The image of the upper trigram Ch’ien is heaven, and that of the lower, Li, is flame. It is the nature of fire to flame up to the heaven. This gives the idea of fellowship. IT is the second line that, by virtue of its central character, unites the five strong lines around it. This hexagram forms a complement to Shih, THE ARMY (7). In the latter, danger is within and obedience without the character of a warlike army, which, in order to hold together, needs one strong man among the many who are weak. Here, clarity is within and strength without–the character of a peaceful union of men, which, in order to hold together, needs one yielding nature among many firm persons.
FELLOWSHIP WITH MEN in the open.
It furthers one to cross the great water.
The perseverance of the superior man furthers.
True fellowship among men must be based upon a concern that is universal. It is not the private interests of the individual that create lasting fellowship among men, but rather the goals of humanity. That is why it is said that fellowship with men in the open succeeds. If unity of this kind prevails, even difficult and dangerous tasks, such as crossing the great water, can be accomplished. But in order to bring about this sort of fellowship, a persevering and enlightened leader is needed–a man with clear, convincing, and inspiring aims and the strength to carry them out. (The inner trigram means clarity; the outer, strength.)
Heaven together with fire:
The image of FELLOWSHIP WITH MEN.
Thus the superior man organizes the clans
and makes distinctions between things.
Heaven has the same direction of movement as fire, yet it is different from fire. Just as the luminaries in the sky serve for the systematic division and arrangement of time, so human society and all things that really belong together must be organically arranged. Fellowship should not be a mere mingling of individuals or of things–that would be chaos, not fellowship. If fellowship is to lead to order, there must be organization within diversity.
Nine at the beginning means:
Fellowship with men at the gate.
The beginning of union among people should take place before the door. All are equally close to one another. No divergent aims have yet arisen, and one makes not mistakes. The basic principles of any kind of union must be equally accessible to all concerned. Secret agreements bring misfortune.

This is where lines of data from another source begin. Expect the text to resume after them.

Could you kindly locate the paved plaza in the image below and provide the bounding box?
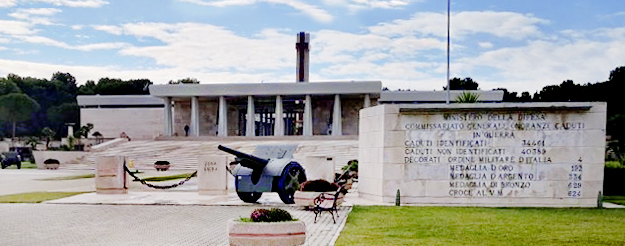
[0,169,351,246]
[0,204,350,246]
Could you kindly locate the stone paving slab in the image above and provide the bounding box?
[0,204,351,246]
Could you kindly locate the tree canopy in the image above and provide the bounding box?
[0,93,39,137]
[443,77,479,90]
[78,78,152,95]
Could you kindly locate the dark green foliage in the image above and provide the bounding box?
[0,72,80,136]
[494,88,532,102]
[443,78,479,90]
[603,162,625,196]
[46,102,80,136]
[0,93,39,138]
[43,159,60,164]
[454,91,480,103]
[78,123,93,138]
[0,78,21,96]
[299,179,339,192]
[78,78,152,95]
[341,160,358,172]
[250,208,294,222]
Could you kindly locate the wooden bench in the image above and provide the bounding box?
[312,187,343,224]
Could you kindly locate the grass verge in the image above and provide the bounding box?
[142,173,195,182]
[603,196,625,206]
[336,206,625,245]
[0,192,89,203]
[36,174,95,181]
[1,161,37,169]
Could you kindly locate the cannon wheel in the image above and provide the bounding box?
[237,192,263,203]
[277,163,306,204]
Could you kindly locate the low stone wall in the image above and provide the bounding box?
[33,151,89,169]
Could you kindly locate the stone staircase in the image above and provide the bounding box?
[62,139,358,172]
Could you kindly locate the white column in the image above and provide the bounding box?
[332,94,343,136]
[163,97,172,137]
[190,97,200,137]
[273,95,284,136]
[245,96,256,137]
[303,95,313,136]
[217,96,228,137]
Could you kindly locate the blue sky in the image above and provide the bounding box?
[0,0,625,93]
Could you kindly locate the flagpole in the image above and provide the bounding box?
[446,0,451,104]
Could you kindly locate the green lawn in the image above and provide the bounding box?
[36,174,95,181]
[1,161,37,169]
[336,206,625,245]
[603,196,625,205]
[0,192,88,203]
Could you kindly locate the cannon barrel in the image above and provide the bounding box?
[217,145,269,171]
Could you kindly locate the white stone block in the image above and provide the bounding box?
[300,156,335,182]
[96,156,130,194]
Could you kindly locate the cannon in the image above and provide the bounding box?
[217,145,306,204]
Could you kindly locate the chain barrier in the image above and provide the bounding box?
[124,161,197,190]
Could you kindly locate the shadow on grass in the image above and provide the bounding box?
[336,206,625,245]
[0,192,89,203]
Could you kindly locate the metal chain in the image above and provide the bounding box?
[124,164,197,190]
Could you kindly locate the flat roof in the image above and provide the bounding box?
[378,90,503,103]
[76,95,165,107]
[149,81,382,97]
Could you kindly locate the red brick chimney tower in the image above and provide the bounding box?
[295,32,310,82]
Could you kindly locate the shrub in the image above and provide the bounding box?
[43,159,61,164]
[299,179,339,192]
[342,160,358,172]
[250,208,295,222]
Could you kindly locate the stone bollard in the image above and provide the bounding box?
[197,155,228,195]
[303,156,335,183]
[95,156,130,194]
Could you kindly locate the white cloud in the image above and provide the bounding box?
[0,0,17,8]
[477,42,494,49]
[106,23,295,73]
[15,36,128,51]
[179,0,334,23]
[93,25,123,35]
[369,11,549,40]
[311,30,446,63]
[323,0,416,12]
[9,8,62,25]
[30,0,109,8]
[0,20,35,36]
[456,33,625,91]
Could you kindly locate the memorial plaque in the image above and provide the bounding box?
[360,103,605,206]
[197,156,228,195]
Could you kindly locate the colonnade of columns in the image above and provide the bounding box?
[163,94,371,137]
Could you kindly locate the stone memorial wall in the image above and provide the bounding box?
[359,103,606,207]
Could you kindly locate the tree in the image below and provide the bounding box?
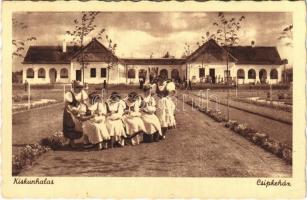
[12,18,37,58]
[213,12,245,120]
[182,43,192,80]
[181,43,192,58]
[196,31,215,83]
[106,35,119,83]
[278,24,293,47]
[66,12,109,83]
[162,51,175,58]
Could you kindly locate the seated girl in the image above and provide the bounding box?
[142,85,162,142]
[156,80,176,139]
[106,92,126,148]
[123,92,145,145]
[83,94,110,150]
[63,81,88,147]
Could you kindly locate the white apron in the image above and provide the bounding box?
[123,100,145,135]
[106,100,126,141]
[83,102,110,144]
[156,97,176,128]
[141,95,162,135]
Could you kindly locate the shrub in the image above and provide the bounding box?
[282,147,292,164]
[40,131,66,150]
[12,144,50,175]
[251,132,268,145]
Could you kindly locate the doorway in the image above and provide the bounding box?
[49,68,57,84]
[76,69,81,81]
[209,68,215,83]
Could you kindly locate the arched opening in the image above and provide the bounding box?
[270,69,278,79]
[259,69,267,83]
[37,68,46,78]
[60,68,68,78]
[237,69,245,79]
[27,68,34,78]
[247,69,256,79]
[160,69,168,79]
[139,69,147,81]
[171,69,180,82]
[49,68,57,83]
[128,69,135,78]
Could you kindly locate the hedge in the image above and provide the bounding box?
[185,97,292,164]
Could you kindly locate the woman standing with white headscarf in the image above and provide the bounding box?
[106,92,126,148]
[83,94,110,150]
[63,81,88,147]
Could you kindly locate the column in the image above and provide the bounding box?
[69,62,76,82]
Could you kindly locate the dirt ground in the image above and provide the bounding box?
[13,98,292,177]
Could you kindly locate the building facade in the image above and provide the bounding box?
[23,38,284,84]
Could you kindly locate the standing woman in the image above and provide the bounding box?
[83,94,110,150]
[106,92,126,148]
[123,92,145,145]
[63,81,88,147]
[156,79,176,139]
[142,85,162,142]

Six in the second place means:
Fellowship with men in the clan.
There is danger here of formation of a separate faction on the basis of personal and egotistic interests. Such factions, which are exclusive and, instead of welcoming all men, must condemn one group in order to unite the others, originate from low motives and therefore lead in the course of time to humiliation.
Nine in the third place means:
He hides weapons in the thicket;
He climbs the high hill in front of it.
For three years he does not rise up.
Here fellowship has changed about to mistrust. Each man distrusts the other, plans a secret ambush, and seeks to spy on his fellow form afar. We are dealing with an obstinate opponent whom we cannot come at by this method. Obstacles standing in the way of fellowship with others are shown here. One has mental reservations for one’s own part and seeks to take his opponent by surprise. This very fact makes one mistrustful, suspecting the same wiles in his opponent and trying to ferret them out. The result is that one departs further and further from true fellowship. The longer this goes on, the more alienated one becomes.
Nine in the fourth place means:
He climbs up on his wall; he cannot attack.
Here the reconciliation that follows quarrel mover nearer. It is true that there are still dividing walls on which we stand confronting one another. But the difficulties are too great. We get into straits, and this brings us to our senses. We cannot fight, and therein lies our good fortune.
Nine in the fifth place means:
Men bound in fellowship first weep and lament,
but afterward they laugh.
After great struggles they succeed in meeting.
Two people are outwardly separated, but in their hearts they are united. They are kept apart by their positions in life. Many difficulties and obstructions arise between them and cause them grief. But, remaining true to each other, the allow nothing to separate them, and although it costs them a severe struggle to overcome the obstacles, they will succeed. When they come together their sadness will change to joy.
Confucius says of this:
Life leads the thoughtful man on a path of many windings. Now the course is checked, now it runs straight again. Here winged thoughts may pour freely forth in words, there the heavy burden of knowledge must be shut away in silence.
But when two people are at one in the inmost hearts they shatter even the strength of iron or of bronze.
And when two people understand each other in their inmost hearts their words are sweet and strong, like the fragrance of orchids.
Nine at the top means:
Fellowship with men in the meadow.
The warm attachment that springs from the heart is lacking here. We are by this time actually outside of fellowship with others. However, we ally ourselves with them. The fellowship does not include all, but only those who happen to dwell near one another. The meadow is the pasture at the entrance to the town. At this stage, the ultimate goal of the union of mankind has not yet been attained, but we need not reproach ourselves. We join the community without separate aims of our own.